L'alcool et moi, on a jamais fait bon ménage. Jamais. Un verre et je me retrouve à danser comme un taré sur le bar, à la limite du strip-tease. Ça ne m'a jamais réussi. Je préfère oublier les soirées universitaires ou les célébrations d'après-matchs. D'ailleurs, mes souvenirs de ces moments-là sont souvent brouillons. Je me souviens rarement de ce qu'il se passe après le deuxième verre, alors autant dire qu'essayer de m'en rappeler me demandait un grand effort de concentration. Et quand on a la gueule de bois, c'était presque mission impossible. La migraine me fait déclarer forfait dès les premières secondes. Alors toute la soirée passe aux oubliettes. Sauf qu'il y a toujours quelqu'un, un ami ou un con pour vous rafraîchir la mémoire. Et pas forcément de la façon la plus appréciable.

Je tiens très mal l'alcool. Et le lever du lendemain est une épreuve insurmontable. C'est pour ça que j'hiberne pendant plusieurs jours après ça. On me voit rarement sortir de mon appartement. Chaque fois, je couve un mal de crâne qui me transforme en grizzli, je grogne plus que je n'arrive à parler. Je ne supporte pas le moindre rayon de soleil, encore moins le moindre bruit. Je suis insupportable.

Comme les autres fois, il ne me reste de cette nuit agitée que les vagues et troubles souvenirs de verres ingurgités trop vite et en trop grande quantité. Est-ce que j'ai dansé sur la table ? Peut-être bien. Puis il y a ce visage qui me revient sans cesse. Ah. Ce sourire charmeur. Cette moue qui provoque chez moi des éclats de rire. Ses lèvres rougies, appétissantes, que je pourrais embrasser pendant des heures. Oh, c'est sûrement ce que j'ai dû faire. Dommage que cette image m'apparaisse si floue. Promis, j'arrête l'alcool. Et puis une voix. La sienne. Je crois que je ne me lasserais jamais de la manière dont les consonances de mon prénom sonne quand il le prononce. Étonnement, je l'entends clairement. Beaucoup trop pour n'être qu'un songe oublié dans le fouillis de mon esprit. Et ces secousses là ?! Un tremblement de terre ?! Et un « Hyung, je vais te tuer ! » résonne jusqu'à mes oreilles encore endormies.
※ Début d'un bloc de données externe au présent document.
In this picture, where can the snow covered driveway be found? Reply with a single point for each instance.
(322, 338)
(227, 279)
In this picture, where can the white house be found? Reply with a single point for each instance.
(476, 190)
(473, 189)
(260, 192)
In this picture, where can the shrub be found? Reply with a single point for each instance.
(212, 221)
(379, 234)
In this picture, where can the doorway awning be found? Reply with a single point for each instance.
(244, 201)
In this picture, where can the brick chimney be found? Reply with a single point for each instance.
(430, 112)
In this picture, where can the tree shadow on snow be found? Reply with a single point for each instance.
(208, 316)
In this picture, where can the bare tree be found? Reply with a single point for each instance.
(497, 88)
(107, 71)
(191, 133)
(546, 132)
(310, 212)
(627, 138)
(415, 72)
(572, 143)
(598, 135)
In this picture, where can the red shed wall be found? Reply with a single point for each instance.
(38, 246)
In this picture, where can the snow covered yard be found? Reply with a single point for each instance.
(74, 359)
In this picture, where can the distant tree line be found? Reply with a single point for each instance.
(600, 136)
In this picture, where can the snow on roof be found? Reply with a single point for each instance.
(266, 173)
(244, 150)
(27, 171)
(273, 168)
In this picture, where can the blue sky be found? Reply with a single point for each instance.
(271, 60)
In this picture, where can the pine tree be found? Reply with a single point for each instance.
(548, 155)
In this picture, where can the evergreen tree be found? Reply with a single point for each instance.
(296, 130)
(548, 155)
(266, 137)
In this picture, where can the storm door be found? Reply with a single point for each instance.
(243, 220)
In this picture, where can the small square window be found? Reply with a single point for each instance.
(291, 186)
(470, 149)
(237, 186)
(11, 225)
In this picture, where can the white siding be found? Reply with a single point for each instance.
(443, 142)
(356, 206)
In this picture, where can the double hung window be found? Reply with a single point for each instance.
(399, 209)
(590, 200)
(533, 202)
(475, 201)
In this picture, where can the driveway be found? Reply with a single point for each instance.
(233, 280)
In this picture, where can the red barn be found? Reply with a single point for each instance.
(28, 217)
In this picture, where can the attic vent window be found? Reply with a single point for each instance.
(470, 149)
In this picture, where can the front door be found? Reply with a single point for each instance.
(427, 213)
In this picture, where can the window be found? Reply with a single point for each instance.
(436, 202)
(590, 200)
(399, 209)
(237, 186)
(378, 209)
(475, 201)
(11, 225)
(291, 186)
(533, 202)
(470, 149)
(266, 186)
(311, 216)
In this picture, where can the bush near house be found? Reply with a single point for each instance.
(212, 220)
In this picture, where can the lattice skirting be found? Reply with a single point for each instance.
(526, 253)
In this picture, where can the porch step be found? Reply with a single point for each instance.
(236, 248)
Difficilement, je tente d'ouvrir les yeux. J'ai bien dit tenter. Mais ils restent clos. Un grognement s'extirpe de ma bouche, n'étant pas capable d'articuler le moindre mot. Non, il est trop tôt pour ça. Même si je ne sais pas quelle heure il est. Mais il est trop tôt. Je le sens. Et je n'ai aucune envie de me réveiller. La chaleur qui m'entoure est si agréable, si douce. Les coins de mes lèvres s'étirent. Oui, je suis bien là. Mais quelqu'un, cherche à m'en sortir. Si seulement je pouvais faire taire cette voix... Alors à l'aveugle, telle une chauve souris, je tends un main devant moi.

Mes doigts rencontrent finalement une surface lisse et chaude, ce que je devine être une peau. Je les laisse glisser vers le haut et sous mes phalanges, se dessinent des montagnes ; des clavicules. Centimètre par centimètre, je me rapproche jusqu'à un menton, puis des lèvres. Elles cillent à mon toucher. Et je souris. Avant que ma paume ne se plaque contre ses dernières. J'ouvre un œil - le seul à être coopératif à cette heure-ci :

« Ji min-ah, laisses Hyung dormir. Il est trop tôt pour être réveillé... ».

Et puis, quand mes idées se font plus claires et m'autorisent à prendre conscience de ce qui m'entoure, je le vois. Le corps nu de Ji Min sur le mien. Sa peau contre la mienne. Je me laisse quelques secondes pour savourer le contraste de son teint porcelaine contre le teint halé de la mienne. Et oh. Une belle surprise. Qui n'attend que moi.

« À moins que t'aies autre chose en tête, je crois que je serais pas contre non plus  ».

Ce gamin a le don de me rendre dingue. De tous les manières possibles. Et il ne fait vraiment rien pour m'aider. Pas du tout.